A Parser for Expressions


This section presents a parser for expressions such as 10+20*30.

'root' expression

'nonterm' expression

   'rule' expression: expr2
   'rule' expression: expression "+" expr2
   'rule' expression: expression "-" expr2

'nonterm' expr2

   'rule' expr2: expr3
   'rule' expr2: expr2 "*" expr3
   'rule' expr2: expr2 "/" expr3

'nonterm' expr3

   'rule' expr3: Number(-> N)
   'rule' expr3: "-" expr3
   'rule' expr3: "+" expr3
   'rule' expr3: "(" expression ")"

'token' Number(-> INT)

In Gentle a parser is written as a grammar for the language to be processed. Such a grammar consists of a set of nonterminal symbols that represent phrases, and terminal symbols (tokens) that stand for themselves.

The nonterminal symbols that represent phrases are defined by rules listing the constituents of the phrase.

   'nonterm' expression
introduces the nonterminal expression. The rule

   'rule' expression: expression "+" expr2
specifies that a phrase of the class expression may be given by a (simpler) phrase of the class expression, followed by a plus symbol, followed by a phrase of the class expr2 (expressions involving operators with a higher priority than plus and minus). For example, if 10 is an expression and if 20*30 is an expr2, then 10+20*30 is an expression.

Terminal symbols appear in quotes (e.g "+") or are introduced by token declarations.

   'token' Number(-> INT)
introduces a token Number, the representation of which is not given in this specification. It is defined elsewhere as a nonempty sequence of decimal digits. The actual value of the symbol is of type INT (we ignore parameters in this section).

The line

   'root' expression
states that this specification is elaborated by invoking the expression parser.

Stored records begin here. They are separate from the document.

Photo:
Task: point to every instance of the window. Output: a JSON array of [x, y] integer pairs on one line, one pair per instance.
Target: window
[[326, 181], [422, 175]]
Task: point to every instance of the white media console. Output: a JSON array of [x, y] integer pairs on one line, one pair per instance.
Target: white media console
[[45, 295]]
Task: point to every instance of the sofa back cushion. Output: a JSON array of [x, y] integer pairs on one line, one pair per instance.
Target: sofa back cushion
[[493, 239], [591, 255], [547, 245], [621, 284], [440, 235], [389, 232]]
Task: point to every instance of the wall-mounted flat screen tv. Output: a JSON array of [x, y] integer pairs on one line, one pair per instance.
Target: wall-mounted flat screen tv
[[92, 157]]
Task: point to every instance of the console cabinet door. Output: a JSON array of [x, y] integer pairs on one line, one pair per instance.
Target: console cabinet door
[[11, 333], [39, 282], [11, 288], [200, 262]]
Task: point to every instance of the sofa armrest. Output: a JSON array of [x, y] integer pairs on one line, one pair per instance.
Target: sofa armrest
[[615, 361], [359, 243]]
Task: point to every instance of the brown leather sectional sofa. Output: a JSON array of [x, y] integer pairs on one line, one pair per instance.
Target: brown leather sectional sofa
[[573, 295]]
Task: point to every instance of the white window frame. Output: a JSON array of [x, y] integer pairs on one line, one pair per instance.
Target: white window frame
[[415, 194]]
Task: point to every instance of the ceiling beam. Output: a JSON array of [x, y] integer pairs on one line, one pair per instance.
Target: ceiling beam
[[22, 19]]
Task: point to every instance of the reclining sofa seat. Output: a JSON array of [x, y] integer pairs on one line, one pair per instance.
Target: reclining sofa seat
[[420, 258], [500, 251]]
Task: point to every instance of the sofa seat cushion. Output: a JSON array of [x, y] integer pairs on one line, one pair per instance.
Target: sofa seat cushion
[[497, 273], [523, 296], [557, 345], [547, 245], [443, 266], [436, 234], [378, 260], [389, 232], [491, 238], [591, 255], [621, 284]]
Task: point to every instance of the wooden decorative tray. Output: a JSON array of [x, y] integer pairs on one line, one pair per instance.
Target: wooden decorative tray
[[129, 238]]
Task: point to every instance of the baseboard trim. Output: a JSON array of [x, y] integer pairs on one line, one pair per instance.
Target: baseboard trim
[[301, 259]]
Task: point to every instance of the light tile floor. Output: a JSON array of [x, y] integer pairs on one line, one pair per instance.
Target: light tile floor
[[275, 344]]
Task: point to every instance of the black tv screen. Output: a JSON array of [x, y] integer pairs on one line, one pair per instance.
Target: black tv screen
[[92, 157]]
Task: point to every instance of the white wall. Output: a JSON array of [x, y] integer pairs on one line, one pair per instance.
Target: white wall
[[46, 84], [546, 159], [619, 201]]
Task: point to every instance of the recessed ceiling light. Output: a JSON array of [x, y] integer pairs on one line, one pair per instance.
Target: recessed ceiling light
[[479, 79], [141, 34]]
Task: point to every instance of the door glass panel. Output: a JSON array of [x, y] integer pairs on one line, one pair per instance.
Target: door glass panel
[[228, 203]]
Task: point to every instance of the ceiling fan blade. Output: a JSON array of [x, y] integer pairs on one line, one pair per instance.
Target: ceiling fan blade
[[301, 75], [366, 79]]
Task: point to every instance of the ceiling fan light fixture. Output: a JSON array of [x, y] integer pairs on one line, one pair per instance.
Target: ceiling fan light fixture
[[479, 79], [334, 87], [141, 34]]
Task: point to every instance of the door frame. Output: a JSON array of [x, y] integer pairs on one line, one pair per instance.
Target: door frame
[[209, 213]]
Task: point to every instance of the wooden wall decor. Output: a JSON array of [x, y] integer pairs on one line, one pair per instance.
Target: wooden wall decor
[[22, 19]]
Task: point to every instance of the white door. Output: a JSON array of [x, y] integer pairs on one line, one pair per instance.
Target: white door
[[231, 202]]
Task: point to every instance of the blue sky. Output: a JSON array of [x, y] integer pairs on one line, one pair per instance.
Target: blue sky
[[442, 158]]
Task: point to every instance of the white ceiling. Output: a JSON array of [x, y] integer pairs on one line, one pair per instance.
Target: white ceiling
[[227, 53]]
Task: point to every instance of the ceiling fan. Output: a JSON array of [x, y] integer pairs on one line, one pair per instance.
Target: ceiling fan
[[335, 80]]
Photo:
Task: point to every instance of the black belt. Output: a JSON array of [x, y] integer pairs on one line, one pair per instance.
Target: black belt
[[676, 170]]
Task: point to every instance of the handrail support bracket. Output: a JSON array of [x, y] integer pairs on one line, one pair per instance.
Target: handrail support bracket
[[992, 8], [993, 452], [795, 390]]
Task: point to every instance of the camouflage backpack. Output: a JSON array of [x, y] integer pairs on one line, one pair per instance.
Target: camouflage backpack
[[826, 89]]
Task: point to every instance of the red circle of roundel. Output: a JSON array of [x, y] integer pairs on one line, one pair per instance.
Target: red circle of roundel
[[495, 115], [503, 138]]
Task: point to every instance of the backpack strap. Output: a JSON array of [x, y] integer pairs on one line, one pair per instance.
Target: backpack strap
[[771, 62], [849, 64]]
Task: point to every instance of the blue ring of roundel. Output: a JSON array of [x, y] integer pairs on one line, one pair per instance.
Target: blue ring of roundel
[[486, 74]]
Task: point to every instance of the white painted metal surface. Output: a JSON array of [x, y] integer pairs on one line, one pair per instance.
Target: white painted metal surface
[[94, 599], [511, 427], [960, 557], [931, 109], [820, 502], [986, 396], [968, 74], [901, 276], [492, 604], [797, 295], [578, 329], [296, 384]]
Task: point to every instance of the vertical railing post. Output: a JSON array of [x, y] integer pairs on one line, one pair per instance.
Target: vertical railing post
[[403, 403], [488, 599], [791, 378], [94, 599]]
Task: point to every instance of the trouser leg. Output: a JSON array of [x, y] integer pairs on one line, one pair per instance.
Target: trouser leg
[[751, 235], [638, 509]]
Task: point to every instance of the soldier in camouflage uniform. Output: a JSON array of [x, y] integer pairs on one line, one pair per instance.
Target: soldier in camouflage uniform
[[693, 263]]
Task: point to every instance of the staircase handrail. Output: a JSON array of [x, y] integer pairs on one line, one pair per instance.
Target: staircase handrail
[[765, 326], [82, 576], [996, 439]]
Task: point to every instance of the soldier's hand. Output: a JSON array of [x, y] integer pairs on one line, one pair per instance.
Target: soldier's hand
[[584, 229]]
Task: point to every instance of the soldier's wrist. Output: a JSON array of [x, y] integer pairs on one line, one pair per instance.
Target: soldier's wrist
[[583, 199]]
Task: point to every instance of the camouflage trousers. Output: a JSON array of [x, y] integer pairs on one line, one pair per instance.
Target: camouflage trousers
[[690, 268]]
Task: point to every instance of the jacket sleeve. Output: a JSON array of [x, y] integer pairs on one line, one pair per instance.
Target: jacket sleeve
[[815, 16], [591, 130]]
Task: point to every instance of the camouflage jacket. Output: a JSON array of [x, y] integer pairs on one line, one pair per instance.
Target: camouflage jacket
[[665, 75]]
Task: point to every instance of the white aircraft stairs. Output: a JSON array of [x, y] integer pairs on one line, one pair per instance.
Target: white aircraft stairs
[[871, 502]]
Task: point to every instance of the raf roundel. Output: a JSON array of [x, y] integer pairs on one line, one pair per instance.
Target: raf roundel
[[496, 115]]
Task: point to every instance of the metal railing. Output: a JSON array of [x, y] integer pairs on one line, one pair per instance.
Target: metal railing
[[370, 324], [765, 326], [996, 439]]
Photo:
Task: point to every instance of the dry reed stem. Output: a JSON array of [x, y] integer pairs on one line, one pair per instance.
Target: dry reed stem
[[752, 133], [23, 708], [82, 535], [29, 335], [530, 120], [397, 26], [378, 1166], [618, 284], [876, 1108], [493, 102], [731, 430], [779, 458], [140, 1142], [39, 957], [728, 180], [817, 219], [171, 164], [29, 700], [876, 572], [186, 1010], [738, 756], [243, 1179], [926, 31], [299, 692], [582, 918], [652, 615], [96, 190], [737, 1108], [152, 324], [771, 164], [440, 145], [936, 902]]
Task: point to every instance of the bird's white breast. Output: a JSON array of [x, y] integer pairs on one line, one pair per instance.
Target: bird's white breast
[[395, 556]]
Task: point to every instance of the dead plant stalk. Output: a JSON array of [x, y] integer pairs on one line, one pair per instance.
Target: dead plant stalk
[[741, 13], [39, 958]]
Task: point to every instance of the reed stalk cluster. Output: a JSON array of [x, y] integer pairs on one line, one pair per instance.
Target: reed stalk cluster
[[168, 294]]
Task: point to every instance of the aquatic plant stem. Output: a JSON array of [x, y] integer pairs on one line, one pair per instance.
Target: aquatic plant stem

As it stands, this program is not of much use: it reads and analyzes its input, and if the input is a valid expression, it does nothing. If the input is not an expression according to the given grammar, the program will flag the first token that does not allow us to complete the text read so far as a valid expression.

Note that the phrase structure imposed on the input reflects the binding strengths of the operators. E.g. 10+20*30 is parsed as the sum of 10 and the product of 20 and 30. This is not necessary if the task is just to reject invalid expressions, but it is helpful in the next example.